Move of the Month: Hypertrophy Training
by GRP rower Sophie Calabrese
Your training should match your current goal, your lifestyle, and even your stress levels outside the gym. Knowing when to use hypertrophy, strength, or explosive programming can completely change the results you get from your workouts. In an effort to increase education about how to structure your own strength programs, this series of blog posts can be paired with my previous one about The Big 5 body movements, except these will be all about the different kinds of training blocks you can use to your advantage to optimize your training.

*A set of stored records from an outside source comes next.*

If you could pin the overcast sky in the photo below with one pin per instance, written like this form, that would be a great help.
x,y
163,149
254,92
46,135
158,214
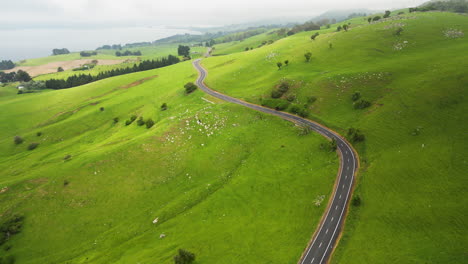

The main three kinds of training phases are: hypertrophy, strength, and power. Hypertrophy training is what most people think of when they picture traditional gym training. Moderate weights, controlled reps, and enough volume to challenge the muscles. This style of training is designed to primarily build muscle size and create a foundation of muscular ability that supports strength and power training. If your goal is to add muscle, improve body composition, stay healthy, or simply feel more physically capable day to day, hypertrophy work is often the best place to spend most of your time. It’s also one of the most forgiving training styles because recovery demands are manageable compared to heavier strength work or high-output explosive training. For the general population, busy professionals, or athletes in an off-season phase, hypertrophy training often provides the best balance between results and sustainability.
Sophie demonstrating a Romanian deadlift
A hypertrophy-focused workout might include exercises like:
Goblet squats: 3–4 sets of 8–12 reps
Dumbbell bench Press: 3–4 sets of 8–12 reps
Romanian deadlifts: 3 sets of 10 reps
Pull-ups or lat pulldowns: 3 sets of 8–12 reps
Walking lunges: 2–3 sets of 12 reps each leg
The goal here is time under tension, moderate rest periods, and accumulating enough training volume to stimulate muscle growth. As you can see, you’ll want to stick to 2-4 sets of anywhere from 8-15 or even 20 reps depending on the movement you choose. Compound movements like squats or deadlifts should have fewer reps with more sets while isolated movements like bicep curls should have higher reps with fewer sets. This is because compound exercises recruit more muscles than isolated ones. Rest between sets should be on average 2 minutes for the compound exercises and 1.5 minutes for isolated exercises.